Data types in C:
Main article: C variable
types and declarations
This section needs
additional citations for verification. Please help improve this article by
adding citations to reliable sources. Unsourced material may be challenged and
removed. (October 2012) (Learn how and when to remove this template message)
The type system in C is
static and weakly typed, which makes it similar to the type system of ALGOL
descendants such as Pascal.[28] There are built-in types for integers of
various sizes, both signed and unsigned, floating-point numbers, and enumerated
types (enum). Integer type char is often used for single-byte characters. C99
added a boolean datatype. There are also derived types including arrays,
pointers, records (struct), and untagged unions (union).
C is often used in
low-level systems programming where escapes from the type system may be
necessary. The compiler attempts to ensure type correctness of most
expressions, but the programmer can override the checks in various ways, either
by using a type cast to explicitly convert a value from one type to another, or
by using pointers or unions to reinterpret the underlying bits of a data object
in some other way.
Some find C's
declaration syntax unintuitive, particularly for function pointers. (Ritchie's
idea was to declare identifiers in contexts resembling their use:
"declaration reflects use".)[29]
C's usual arithmetic
conversions allow for efficient code to be generated, but can sometimes produce
unexpected results. For example, a comparison of signed and unsigned integers
of equal width requires a conversion of the signed value to unsigned. This can
generate unexpected results if the signed value is negative.
Pointers:
C supports
the use of pointers, a type of reference that records the address or location
of an object or function in memory. Pointers can be dereferenced to access data
stored at the address pointed to, or to invoke a pointed-to function. Pointers
can be manipulated using assignment or pointer arithmetic. The run-time
representation of a pointer value is typically a raw memory address (perhaps
augmented by an offset-within-word field), but since a pointer's type includes
the type of the thing pointed to, expressions including pointers can be
type-checked at compile time. Pointer arithmetic is automatically scaled by the
size of the pointed-to data type. Pointers are used for many purposes in C.

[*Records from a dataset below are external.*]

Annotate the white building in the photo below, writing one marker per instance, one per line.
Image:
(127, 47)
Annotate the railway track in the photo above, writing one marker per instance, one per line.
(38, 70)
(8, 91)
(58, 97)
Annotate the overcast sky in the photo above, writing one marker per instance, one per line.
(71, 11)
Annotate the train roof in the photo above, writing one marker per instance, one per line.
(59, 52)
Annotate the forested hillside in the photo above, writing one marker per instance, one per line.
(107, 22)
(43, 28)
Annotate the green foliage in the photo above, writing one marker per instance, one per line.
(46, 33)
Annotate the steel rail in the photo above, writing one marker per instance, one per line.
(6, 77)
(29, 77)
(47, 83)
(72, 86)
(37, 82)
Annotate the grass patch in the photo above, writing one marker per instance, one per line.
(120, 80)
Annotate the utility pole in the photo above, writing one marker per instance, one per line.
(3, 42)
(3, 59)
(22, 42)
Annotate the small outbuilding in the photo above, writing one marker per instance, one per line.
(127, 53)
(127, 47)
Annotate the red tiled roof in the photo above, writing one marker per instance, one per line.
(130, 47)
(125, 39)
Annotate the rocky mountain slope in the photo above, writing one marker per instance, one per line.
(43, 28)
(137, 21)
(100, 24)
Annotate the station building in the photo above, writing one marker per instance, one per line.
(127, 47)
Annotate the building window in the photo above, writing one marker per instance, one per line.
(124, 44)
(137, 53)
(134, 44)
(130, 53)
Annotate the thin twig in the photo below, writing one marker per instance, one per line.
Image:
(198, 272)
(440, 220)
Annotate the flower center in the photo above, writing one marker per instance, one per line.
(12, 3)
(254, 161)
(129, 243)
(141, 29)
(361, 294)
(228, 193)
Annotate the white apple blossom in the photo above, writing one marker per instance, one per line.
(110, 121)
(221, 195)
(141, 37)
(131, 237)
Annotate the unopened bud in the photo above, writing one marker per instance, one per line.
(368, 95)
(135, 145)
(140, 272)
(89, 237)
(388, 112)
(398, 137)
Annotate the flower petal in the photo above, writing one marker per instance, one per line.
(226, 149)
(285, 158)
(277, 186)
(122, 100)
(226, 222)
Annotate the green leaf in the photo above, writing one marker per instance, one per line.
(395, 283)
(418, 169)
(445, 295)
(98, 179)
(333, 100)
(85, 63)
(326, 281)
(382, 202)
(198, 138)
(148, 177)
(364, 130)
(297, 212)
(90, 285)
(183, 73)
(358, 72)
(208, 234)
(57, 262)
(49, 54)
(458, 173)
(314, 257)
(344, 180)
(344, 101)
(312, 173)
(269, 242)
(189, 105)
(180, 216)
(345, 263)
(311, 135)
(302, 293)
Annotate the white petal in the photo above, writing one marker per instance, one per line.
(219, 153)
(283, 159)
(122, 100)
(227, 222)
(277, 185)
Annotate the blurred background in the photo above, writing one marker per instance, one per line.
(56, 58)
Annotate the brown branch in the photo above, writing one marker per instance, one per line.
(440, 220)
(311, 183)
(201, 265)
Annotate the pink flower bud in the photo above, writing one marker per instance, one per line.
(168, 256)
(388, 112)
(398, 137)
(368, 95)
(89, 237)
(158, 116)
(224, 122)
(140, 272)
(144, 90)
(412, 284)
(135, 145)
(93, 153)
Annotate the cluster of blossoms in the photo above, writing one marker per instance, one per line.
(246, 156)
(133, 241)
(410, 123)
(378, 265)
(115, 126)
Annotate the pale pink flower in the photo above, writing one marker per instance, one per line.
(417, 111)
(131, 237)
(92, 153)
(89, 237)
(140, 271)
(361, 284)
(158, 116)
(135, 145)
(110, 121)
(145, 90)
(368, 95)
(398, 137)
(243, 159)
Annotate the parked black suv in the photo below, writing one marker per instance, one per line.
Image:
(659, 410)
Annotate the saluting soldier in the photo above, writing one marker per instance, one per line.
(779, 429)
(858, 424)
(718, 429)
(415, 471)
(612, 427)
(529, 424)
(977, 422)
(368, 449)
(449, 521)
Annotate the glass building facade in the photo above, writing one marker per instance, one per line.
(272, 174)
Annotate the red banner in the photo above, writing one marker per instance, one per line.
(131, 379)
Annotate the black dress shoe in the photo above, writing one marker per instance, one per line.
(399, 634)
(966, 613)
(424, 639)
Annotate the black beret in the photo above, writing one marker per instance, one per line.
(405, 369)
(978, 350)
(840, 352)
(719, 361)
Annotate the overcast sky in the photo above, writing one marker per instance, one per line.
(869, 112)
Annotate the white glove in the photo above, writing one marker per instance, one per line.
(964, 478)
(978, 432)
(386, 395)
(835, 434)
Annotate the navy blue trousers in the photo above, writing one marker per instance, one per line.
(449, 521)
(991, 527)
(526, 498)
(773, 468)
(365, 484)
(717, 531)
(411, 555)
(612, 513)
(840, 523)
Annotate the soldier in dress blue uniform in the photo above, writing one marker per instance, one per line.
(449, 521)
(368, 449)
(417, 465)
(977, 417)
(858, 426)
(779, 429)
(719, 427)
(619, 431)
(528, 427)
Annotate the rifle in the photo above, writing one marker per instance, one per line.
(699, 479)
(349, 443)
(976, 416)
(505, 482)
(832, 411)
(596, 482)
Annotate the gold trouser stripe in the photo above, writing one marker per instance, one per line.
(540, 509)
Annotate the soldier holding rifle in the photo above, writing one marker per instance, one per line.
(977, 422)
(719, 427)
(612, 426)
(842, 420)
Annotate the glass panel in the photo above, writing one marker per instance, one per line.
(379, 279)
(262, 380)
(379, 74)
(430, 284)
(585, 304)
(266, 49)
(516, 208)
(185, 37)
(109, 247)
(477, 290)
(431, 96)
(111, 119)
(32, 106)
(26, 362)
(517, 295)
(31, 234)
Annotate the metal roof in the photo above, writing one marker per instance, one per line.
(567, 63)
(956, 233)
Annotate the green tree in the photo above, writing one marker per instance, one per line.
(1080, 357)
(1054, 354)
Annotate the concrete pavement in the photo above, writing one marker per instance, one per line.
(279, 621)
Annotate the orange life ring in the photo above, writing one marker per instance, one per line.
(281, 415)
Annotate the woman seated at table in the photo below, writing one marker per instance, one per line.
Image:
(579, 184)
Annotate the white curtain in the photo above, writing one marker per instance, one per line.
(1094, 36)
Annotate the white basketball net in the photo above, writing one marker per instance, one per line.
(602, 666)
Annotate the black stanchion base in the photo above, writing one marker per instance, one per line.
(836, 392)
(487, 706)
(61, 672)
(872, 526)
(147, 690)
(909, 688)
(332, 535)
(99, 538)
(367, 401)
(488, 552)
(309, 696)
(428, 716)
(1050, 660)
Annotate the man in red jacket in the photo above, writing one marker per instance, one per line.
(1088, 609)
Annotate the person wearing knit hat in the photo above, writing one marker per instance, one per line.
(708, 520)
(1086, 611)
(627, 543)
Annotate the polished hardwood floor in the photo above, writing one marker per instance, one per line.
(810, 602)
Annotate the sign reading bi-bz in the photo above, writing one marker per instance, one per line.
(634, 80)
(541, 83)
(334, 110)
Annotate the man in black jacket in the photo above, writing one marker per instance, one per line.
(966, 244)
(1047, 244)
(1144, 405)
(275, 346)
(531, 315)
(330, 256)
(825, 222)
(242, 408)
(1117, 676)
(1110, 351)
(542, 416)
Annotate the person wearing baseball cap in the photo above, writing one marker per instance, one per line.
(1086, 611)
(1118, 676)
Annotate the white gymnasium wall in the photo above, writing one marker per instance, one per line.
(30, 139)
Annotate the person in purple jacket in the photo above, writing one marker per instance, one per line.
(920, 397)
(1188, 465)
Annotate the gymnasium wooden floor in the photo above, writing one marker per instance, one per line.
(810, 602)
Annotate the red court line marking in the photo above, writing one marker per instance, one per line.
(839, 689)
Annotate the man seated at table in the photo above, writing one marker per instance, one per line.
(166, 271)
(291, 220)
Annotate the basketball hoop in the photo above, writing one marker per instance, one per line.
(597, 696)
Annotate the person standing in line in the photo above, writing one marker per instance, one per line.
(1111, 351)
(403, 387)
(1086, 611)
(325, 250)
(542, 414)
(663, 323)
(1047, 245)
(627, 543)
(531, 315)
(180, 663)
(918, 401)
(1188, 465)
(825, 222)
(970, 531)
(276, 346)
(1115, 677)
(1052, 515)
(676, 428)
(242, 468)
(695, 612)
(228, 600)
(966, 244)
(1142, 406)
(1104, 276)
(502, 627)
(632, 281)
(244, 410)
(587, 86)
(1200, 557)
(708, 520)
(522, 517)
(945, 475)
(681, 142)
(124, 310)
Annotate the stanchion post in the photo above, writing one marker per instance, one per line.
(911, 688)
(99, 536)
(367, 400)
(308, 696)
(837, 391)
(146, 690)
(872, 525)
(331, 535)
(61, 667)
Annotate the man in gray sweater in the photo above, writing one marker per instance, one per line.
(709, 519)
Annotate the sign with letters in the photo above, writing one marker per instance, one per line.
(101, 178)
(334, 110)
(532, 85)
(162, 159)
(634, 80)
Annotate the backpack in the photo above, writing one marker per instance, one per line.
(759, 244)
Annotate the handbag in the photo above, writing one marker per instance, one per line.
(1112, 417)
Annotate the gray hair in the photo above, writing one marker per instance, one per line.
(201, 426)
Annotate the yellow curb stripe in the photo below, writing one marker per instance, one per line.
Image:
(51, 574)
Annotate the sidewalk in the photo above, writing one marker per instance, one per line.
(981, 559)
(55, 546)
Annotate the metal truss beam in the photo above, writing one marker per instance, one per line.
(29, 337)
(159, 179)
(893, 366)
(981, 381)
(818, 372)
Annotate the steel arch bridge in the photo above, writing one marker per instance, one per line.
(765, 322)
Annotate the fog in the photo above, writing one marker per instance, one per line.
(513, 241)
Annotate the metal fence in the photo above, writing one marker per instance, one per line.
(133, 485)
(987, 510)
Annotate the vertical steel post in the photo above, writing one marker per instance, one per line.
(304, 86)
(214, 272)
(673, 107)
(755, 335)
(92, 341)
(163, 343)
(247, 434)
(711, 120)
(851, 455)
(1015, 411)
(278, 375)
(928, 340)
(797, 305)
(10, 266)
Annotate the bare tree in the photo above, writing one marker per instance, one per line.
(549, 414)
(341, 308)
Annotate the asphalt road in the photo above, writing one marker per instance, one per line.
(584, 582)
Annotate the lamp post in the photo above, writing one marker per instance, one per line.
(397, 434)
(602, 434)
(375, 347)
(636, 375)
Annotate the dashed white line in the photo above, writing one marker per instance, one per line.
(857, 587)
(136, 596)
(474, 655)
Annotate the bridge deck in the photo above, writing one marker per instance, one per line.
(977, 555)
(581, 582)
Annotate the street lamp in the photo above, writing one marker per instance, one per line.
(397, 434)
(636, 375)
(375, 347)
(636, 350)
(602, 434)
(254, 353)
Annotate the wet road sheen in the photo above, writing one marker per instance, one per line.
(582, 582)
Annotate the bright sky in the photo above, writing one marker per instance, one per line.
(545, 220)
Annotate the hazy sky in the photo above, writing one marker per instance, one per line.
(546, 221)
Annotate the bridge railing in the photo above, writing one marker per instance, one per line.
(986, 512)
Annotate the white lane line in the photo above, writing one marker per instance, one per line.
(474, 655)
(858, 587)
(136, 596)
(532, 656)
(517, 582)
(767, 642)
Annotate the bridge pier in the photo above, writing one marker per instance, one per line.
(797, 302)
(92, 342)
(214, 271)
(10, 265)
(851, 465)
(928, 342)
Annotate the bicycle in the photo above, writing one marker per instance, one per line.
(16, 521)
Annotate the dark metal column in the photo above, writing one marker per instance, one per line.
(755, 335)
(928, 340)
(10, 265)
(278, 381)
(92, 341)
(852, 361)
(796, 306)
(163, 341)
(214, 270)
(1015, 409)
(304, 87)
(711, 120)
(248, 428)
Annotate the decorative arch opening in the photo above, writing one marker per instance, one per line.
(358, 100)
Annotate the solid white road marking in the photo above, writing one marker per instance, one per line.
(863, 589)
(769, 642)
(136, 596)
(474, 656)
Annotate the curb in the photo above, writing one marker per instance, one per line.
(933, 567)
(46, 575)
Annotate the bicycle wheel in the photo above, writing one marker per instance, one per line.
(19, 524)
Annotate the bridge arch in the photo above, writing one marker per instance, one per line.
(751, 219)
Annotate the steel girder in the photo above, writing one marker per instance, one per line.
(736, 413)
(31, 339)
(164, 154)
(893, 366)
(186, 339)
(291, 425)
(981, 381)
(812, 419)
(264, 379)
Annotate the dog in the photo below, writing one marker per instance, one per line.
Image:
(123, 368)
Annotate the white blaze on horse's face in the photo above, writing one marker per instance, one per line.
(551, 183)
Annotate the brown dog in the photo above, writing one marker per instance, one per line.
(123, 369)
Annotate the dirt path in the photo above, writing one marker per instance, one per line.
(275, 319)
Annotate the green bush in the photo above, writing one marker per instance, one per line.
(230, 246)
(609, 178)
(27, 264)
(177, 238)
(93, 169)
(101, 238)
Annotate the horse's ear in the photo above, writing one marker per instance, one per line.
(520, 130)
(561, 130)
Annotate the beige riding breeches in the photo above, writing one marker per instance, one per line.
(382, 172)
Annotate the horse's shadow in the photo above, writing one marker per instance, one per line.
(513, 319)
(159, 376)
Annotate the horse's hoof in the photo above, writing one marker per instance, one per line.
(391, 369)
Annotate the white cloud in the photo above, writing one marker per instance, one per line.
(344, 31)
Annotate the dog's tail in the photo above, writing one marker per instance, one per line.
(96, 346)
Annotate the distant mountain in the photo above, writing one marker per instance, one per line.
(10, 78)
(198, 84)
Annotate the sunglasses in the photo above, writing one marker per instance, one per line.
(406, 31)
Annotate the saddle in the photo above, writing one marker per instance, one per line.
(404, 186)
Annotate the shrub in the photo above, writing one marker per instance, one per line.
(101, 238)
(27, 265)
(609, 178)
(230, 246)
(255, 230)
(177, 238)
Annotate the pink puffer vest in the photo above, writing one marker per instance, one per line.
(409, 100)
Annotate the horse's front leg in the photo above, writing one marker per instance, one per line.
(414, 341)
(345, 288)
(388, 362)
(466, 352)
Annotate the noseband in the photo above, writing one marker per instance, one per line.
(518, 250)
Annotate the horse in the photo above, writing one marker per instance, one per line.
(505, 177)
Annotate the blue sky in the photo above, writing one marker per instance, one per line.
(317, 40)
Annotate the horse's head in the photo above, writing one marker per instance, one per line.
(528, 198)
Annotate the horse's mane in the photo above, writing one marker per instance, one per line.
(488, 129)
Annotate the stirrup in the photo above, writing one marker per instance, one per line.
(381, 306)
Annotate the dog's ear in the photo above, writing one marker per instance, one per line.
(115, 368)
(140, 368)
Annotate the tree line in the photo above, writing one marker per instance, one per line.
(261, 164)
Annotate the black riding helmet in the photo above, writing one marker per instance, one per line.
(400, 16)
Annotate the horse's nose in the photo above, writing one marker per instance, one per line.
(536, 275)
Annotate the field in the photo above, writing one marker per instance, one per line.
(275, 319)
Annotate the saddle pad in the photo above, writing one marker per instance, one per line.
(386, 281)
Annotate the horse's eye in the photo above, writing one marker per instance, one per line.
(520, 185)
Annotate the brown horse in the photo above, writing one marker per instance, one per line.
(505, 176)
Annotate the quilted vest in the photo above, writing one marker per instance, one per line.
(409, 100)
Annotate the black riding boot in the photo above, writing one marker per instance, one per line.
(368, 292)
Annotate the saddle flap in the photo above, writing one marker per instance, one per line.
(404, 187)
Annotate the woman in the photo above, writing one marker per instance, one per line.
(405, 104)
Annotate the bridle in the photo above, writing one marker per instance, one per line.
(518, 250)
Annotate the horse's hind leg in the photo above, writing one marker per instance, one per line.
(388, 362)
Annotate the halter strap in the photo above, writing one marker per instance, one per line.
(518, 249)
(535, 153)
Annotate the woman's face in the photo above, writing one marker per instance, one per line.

Text strings are commonly manipulated using pointers into arrays of characters.
Dynamic memory allocation is performed using pointers. Many data types, such as
trees, are commonly implemented as dynamically allocated struct objects linked
together using pointers. Pointers to functions are useful for passing functions
as arguments to higher-order functions (such as qsort or bsearch) or as
callbacks to be invoked by event handlers.
A null
pointer value explicitly points to no valid location. Dereferencing a null
pointer value is undefined, often resulting in a segmentation fault. Null
pointer values are useful for indicating special cases such as no
"next" pointer in the final node of a linked list, or as an error
indication from functions returning pointers. In appropriate contexts in source
code, such as for assigning to a pointer variable, a null pointer constant can
be written as 0, with or without explicit casting to a pointer type, or as the
NULL macro defined by several standard headers. In conditional contexts, null
pointer values evaluate to false, while all other pointer values evaluate to
true.
Void pointers
(void *) point to objects of unspecified type, and can therefore be used as
"generic" data pointers. Since the size and type of the pointed-to
object is not known, void pointers cannot be dereferenced, nor is pointer
arithmetic on them allowed, although they can easily be (and in many contexts
implicitly are) converted to and from any other object pointer type.[27]
Careless use
of pointers is potentially dangerous. Because they are typically unchecked, a
pointer variable can be made to point to any arbitrary location, which can
cause undesirable effects. Although properly used pointers point to safe
places, they can be made to point to unsafe places by using invalid pointer
arithmetic; the objects they point to may continue to be used after
deallocation (dangling pointers); they may be used without having been
initialized (wild pointers); or they may be directly assigned an unsafe value
using a cast, union, or through another corrupt pointer. In general, C is
permissive in allowing manipulation of and conversion between pointer types,
although compilers typically provide options for various levels of checking.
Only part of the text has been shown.